1. Identify Class and Method Candidates

We are going to assume that there have been several meetings with the operators of a cinema who want to have a system to handle the bookings of seats for their movie screenings. The operators have described the expected functionality, but we won’t be concerned with how that happens, this is called Requirements Engineering and will be discussed in the third semester in Info3. Assume that this is the description written (adapted from Barnes/Kölling):

The cinema booking system should store seat bookings for multiple theaters. Each theater has seats arranged in rows. There can be a different number of seats in every row. Customers can reserve seats, and are given a row number and a seat number. They may request bookings of several adjoining seats. Each booking is for a particular show (that is, the screening of a given movie at a certain time). Shows are at an assigned date, time, and price, and are scheduled in a theater where they are screened. The system stores the customer’s name and telephone number. The customer is told what the booking will cost when the tickets are picked up.

The first step is to discover some candidate classes and methods.

A simple method to discover candidates for classes, introduced by Abbott (1983), and later popularized by Booch (e.g. Booch 2004, P 136) is the following:

  • Underline all the nouns (in an English language text) in one color, such as blue
  • Underline all the verbs in another color, such as red
  • Underline all the adjectives in a third color, such as green.

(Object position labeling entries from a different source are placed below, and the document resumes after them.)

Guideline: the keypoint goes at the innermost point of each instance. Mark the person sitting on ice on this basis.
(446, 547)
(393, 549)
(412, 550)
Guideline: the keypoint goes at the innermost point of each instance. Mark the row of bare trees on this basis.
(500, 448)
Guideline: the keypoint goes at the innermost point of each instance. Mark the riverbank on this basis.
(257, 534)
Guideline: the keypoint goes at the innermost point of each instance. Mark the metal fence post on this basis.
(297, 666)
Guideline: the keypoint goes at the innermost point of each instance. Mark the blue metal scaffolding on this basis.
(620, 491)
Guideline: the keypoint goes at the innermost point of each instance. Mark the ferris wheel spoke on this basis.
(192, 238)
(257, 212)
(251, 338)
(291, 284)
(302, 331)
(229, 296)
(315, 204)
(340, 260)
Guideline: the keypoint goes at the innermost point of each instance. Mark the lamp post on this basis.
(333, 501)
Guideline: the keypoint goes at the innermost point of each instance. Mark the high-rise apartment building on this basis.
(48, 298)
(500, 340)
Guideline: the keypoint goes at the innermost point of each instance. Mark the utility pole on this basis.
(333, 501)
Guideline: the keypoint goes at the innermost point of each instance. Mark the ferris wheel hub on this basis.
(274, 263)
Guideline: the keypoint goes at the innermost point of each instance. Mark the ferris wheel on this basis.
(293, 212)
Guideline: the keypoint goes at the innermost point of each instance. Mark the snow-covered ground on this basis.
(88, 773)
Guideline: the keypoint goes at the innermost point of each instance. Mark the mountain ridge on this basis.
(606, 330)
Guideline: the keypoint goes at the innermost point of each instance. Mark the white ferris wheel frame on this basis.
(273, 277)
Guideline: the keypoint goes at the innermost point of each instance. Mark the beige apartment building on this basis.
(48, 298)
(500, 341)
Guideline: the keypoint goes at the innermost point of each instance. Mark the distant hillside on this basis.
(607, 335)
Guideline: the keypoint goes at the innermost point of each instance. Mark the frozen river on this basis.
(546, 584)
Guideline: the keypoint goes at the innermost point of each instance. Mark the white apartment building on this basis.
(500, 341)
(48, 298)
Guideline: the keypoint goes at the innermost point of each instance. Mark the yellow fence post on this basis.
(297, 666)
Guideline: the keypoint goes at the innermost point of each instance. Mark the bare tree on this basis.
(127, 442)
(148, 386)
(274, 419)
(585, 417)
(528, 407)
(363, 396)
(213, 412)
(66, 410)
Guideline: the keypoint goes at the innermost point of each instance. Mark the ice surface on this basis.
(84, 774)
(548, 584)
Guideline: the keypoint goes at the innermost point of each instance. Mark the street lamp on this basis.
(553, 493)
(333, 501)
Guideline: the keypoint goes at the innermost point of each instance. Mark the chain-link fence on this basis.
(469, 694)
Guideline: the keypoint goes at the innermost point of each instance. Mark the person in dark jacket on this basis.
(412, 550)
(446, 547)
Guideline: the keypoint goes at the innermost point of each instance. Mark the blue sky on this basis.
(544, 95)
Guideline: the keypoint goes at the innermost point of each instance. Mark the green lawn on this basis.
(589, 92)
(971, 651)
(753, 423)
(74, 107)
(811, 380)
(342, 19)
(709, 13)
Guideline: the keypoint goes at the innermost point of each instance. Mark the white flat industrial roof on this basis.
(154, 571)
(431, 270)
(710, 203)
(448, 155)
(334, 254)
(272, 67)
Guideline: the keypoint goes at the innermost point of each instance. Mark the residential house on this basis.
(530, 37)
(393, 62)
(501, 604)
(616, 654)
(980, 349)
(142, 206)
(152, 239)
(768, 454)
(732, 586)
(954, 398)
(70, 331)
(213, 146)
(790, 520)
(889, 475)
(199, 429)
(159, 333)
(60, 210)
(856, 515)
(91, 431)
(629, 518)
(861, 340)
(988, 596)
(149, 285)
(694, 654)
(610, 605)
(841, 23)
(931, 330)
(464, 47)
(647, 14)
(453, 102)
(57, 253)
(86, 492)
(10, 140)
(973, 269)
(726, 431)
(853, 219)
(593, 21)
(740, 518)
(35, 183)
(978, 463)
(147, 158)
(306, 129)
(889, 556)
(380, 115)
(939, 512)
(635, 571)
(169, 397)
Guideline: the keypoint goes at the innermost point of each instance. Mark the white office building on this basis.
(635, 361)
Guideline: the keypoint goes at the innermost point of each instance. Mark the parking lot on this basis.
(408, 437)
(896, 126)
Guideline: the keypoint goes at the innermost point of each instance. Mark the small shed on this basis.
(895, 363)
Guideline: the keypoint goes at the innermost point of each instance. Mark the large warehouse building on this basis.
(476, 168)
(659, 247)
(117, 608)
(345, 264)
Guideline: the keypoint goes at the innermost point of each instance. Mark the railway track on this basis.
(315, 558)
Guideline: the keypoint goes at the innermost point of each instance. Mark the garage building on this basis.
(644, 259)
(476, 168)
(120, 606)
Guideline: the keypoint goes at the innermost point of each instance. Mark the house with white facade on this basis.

The nouns are candidates for classes, the verbs for methods and the adjectives for attributes/fields.

Be aware that this method has later been critized for not beeing a rigourous approach and only being useful for simple problems, and that you get possible candidates for classes and methods - not every noun will be a class name in your Application!

2. CRC Cards

Make CRC cards for each of your candidate classes. Only put down the class names for now.

Scenario 1: Making a reservation

The first scenario that we will be doing is a reservation: Jane Doe goes to the Cinema Site and wants to make a reservation for two seats to watch Inglorious Basterds at 8 pm. Jane is interacting with the booking system, which may or may not be represented by a class such as CinemaBookingSystem. Using the CRC cards, play through the scenario. How does the system find the show? As you discover responsibilites and collaborators, write them down on the cards. Assume there are plenty of free seats. Jane will choose seats 13 and 14 from row 12.

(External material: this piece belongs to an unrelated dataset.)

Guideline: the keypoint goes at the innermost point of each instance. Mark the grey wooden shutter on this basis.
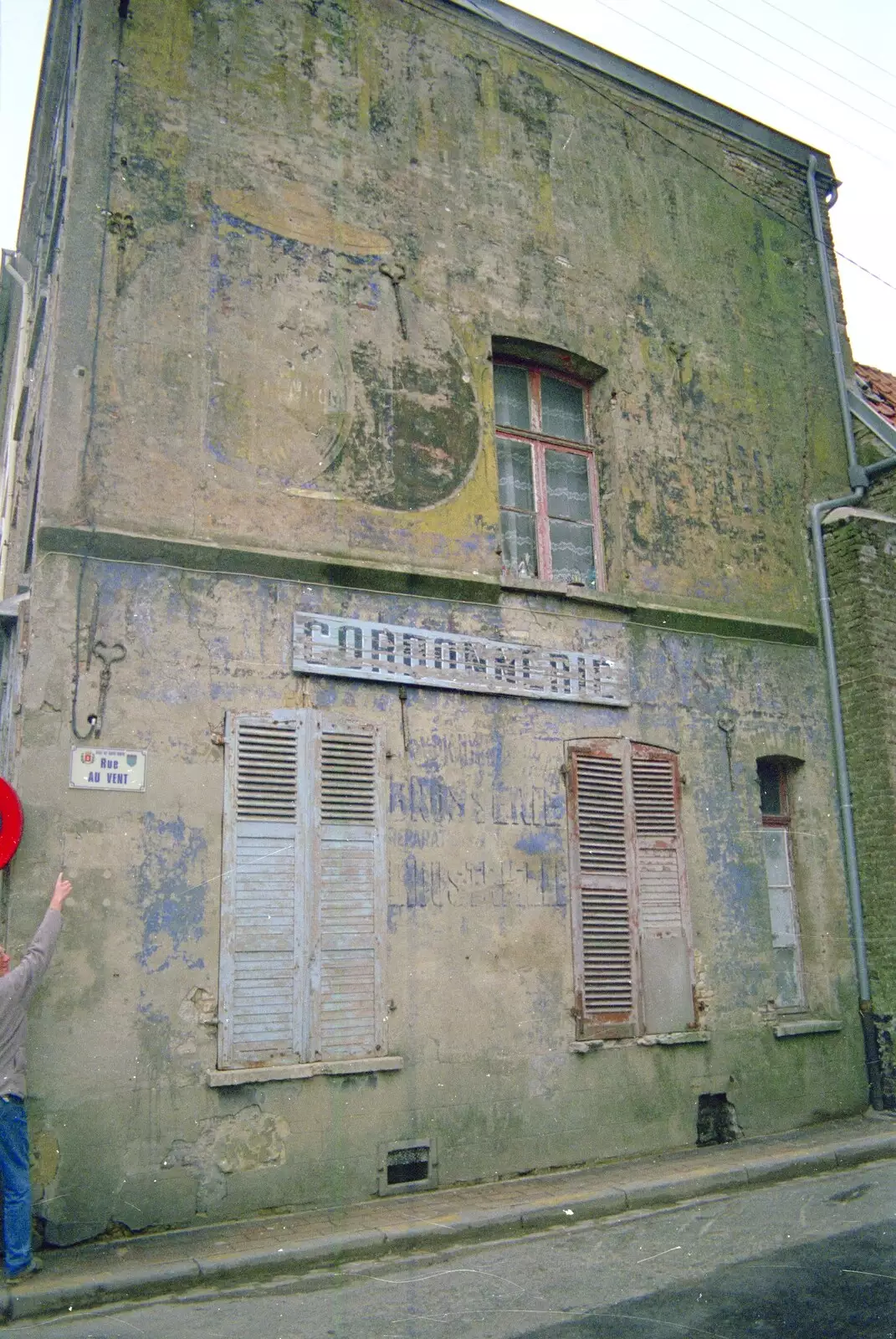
(261, 904)
(662, 892)
(601, 832)
(350, 881)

The reservation is now made. How is this done, exactly? What data is going to have to be stored? Where? If you feel the need to create a new class, feel free to do so! If you discover that a class needs to be split in two - make two new cards and rip up the old one. If two need to be merged, do so. Keep a list of things you want to keep track of on a separate piece of paper.

Scenario 2

Choose another scenario and play this through. If you have time, do more! You will submit your final CRC cards and a description of the process you went through, in complete sentences. Here are some suggestions for possible scenarios:

  1. Jane has a booking and needs another two, adjoining seats.
  2. Mary wants to book 4 seats together, but there are not 4 adjoining seats available.
  3. Joseph wants to book, but there are no seats available.
  4. Otto has a booking he wants to cancel.

3. Tooling: Dip a toe into Eclipse

Install Eclipse (if on your own computer), choose a workspace location and create a first project with one class that prints out “Hello ” on the command line, or does something else. Add a main() method. Add an unit test class and a test, and make sure you know how to run both the main() method as well as the unit test in eclipse.

Lab Report / What to turn in

Your report is due the night before your next lab; refer to moodle for exact times.

As in Informatics 1, I am more interested in process than in product, although we are now getting more interested in products as well. Your report should include any collaborators on top of the first page, summarize what you learned, and note the time you invested in this exercise. Both of you need to upload the same report in PDF format to Moodle before the deadline.

Special Questions for your report

How many lines of code did you write for each class? Record this statistic in your report.